It is sixty-six and a half hours into 2010 and I have already finished the first book of my 2010 challenge. You’d think as an English graduate I’d find the reviewing part of it easy. But, actually it’s quite difficult to take a step back—not to give a Freudian/Marxist/feminist account of the story, not write an essay—and write plainly what I thought. Discuss.
Did you see what I did there? I turned it into an essay question. That’s the way we roll here, kids. Anyway, back to the book. It was Looking for Alaska by John Green. Well, I liked the characters because (1) I could relate to them. Miles, the protagonist was a geek: I’m a geek; (2) they all had their flaws. Miles was irritating: I’m irritating; and (3) I can’t think of a 3 right now, but 1 and 2 were good. I didn’t like them because, sometimes, they were too irritating. But that’s okay, because if the characters could admit when they didn’t like each other, so can I.
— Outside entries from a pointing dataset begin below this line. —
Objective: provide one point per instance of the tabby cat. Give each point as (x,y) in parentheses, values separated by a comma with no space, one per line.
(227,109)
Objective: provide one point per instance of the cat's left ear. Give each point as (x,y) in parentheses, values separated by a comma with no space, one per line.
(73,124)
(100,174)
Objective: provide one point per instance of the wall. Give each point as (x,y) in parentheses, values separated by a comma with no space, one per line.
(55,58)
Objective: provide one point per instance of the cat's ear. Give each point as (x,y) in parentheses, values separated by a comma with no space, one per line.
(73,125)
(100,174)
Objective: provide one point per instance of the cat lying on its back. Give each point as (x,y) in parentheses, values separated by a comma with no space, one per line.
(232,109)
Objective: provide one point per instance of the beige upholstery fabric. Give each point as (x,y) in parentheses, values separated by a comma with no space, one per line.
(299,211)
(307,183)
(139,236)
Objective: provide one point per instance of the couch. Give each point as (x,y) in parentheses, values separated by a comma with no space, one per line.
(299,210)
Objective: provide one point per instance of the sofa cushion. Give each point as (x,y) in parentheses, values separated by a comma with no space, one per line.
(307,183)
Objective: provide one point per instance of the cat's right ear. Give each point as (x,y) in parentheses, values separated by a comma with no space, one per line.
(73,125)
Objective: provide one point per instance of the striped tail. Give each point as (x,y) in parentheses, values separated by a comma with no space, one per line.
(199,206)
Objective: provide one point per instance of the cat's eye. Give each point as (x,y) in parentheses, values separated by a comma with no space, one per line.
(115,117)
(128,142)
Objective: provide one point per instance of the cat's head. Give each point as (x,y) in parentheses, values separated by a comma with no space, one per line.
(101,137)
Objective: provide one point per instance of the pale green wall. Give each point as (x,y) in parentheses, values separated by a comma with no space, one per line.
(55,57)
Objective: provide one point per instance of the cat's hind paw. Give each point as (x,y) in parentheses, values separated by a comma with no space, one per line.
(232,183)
One impression I was left with though was that for a book so obsessed with last words it ended on a rather bum note. It was more of a dot dot dot, than anything else. And not one of those good dot dot dots, that leaves you thinking, “What? How can you do that, you crumby author? How could you leave us with so many unanswered questions?” Those are the good type of dot dot dot endings. No, this was like one of those conversations that you have where everyone talking gradually looses interest and you end in an awkward silence. And then you feel you have to clear your throat, or say, "Sooo..."
However, I loved the philosophical feel to the book. I loved the aforementioned last words that filled the narrative like dead on a battle field. I loved that it was a book written by a nerd, about a nerd and, probably, for nerds. One character learnt all the capitals of the countries in the world. I mean, my brother did that. It is one of those books that you could unashamedly talk in terms of feminism, Freud, Marxism, and all that jazz, because it seeped with references to different schools of thought, especially feminism. However I won’t do that, because that’s dull.
So it was a nice, familiar (read: predictable), and laid back start to my 2010 book marathon. I would say: read it, it won't kill you.